Abstract

Helminth-induced arginase-1 exacerbates lung inflammation and disease severity in tuberculosis.

 

Monin, L.; Griffiths, K.L.; Lam, W.Y.; Gopal, R.; Kang, D.D.; Ahmed, M.; Anuradha, R.; Cruz-Lagunas, A.; Zúñiga, J.; Babu, S.; Kolls, J.K.; Mitreva, M.; Rosa, B.A.; Ramos-Payan, R.; Morrison, T.E.; Murray, P.J.; Rangel-Moreno, J.; Pearce, E.J.; Khader, S.A.

 

Journal of Clinical Investigation; 2015; 125; 4699-4713.  

 

Abstract: Parasitic helminth worms, such as Schistosoma mansoni , are endemic in regions with a high prevalence of tuberculosis (TB) among the population. Human studies suggest that helminth coinfections contribute to increased TB susceptibility and increased rates of TB reactivation. Prevailing models suggest that T helper type 2 (Th2) responses induced by helminth infection impair Th1 immune responses and thereby limit Mycobacterium tuberculosis ( Mtb ) control. Using a pulmonary mouse model of Mtb infection, we demonstrated that S. mansoni coinfection or immunization with S. mansoni egg antigens can reversibly impair Mtb -specific T cell responses without affecting macrophage-mediated Mtb control.

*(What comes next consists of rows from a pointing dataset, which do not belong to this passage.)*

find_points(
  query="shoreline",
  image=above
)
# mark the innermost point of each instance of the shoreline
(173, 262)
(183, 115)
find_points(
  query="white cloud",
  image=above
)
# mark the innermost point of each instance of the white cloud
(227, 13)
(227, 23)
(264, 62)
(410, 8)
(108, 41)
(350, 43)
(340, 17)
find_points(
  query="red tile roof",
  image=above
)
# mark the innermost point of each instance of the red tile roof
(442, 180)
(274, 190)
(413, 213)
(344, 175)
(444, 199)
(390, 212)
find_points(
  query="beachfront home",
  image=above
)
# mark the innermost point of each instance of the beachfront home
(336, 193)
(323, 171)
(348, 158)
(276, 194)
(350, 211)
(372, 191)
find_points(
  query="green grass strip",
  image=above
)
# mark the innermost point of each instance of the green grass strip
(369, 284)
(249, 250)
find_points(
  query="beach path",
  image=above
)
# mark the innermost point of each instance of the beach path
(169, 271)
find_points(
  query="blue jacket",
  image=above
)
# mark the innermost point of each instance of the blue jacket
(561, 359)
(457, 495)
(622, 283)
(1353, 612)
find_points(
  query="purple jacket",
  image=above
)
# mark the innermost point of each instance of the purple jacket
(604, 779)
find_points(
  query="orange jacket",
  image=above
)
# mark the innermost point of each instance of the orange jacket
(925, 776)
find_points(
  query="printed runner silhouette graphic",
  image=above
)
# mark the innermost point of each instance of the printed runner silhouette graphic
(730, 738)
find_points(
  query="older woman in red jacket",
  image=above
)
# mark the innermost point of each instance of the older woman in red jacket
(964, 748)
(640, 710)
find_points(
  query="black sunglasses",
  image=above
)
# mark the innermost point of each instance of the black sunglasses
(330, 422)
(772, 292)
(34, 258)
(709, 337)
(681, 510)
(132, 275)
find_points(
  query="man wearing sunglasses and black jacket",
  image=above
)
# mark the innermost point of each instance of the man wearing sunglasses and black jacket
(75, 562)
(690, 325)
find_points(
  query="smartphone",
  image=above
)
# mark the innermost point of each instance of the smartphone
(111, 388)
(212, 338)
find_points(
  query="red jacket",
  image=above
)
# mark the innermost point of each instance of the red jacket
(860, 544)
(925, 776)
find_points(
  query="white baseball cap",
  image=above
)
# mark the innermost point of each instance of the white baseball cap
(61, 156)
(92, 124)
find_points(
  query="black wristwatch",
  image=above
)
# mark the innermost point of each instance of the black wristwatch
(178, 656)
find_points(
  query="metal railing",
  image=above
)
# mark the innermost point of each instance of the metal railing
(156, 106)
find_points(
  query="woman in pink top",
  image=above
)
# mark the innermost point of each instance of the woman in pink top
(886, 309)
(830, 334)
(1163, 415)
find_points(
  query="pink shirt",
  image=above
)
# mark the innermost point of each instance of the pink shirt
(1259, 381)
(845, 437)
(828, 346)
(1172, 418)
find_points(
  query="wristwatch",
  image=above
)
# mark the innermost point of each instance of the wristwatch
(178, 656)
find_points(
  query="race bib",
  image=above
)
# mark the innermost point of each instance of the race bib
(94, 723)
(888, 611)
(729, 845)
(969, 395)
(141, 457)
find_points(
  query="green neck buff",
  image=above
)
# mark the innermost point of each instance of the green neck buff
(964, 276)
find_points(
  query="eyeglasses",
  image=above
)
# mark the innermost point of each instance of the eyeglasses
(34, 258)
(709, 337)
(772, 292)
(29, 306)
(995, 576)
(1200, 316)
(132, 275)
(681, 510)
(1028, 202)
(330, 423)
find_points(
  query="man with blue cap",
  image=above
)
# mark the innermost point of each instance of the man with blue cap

Instead, S. mansoni infection resulted in accumulation of high arginase-1–expressing macrophages in the lung, which formed type 2 granulomas and exacerbated inflammation in Mtb -infected mice. Treatment of coinfected animals with an antihelminthic improved Mtb -specific Th1 responses and reduced disease severity. In a genetically diverse mouse population infected with Mtb , enhanced arginase-1 activity was associated with increased lung inflammation. Moreover, in patients with pulmonary TB, lung damage correlated with increased serum activity of arginase-1, which was elevated in TB patients coinfected with helminths. Together, our data indicate that helminth coinfection induces arginase-1–expressing type 2 granulomas, thereby increasing inflammation and TB disease severity. These results also provide insight into the mechanisms by which helminth coinfections drive increased susceptibility, disease progression, and severity in TB.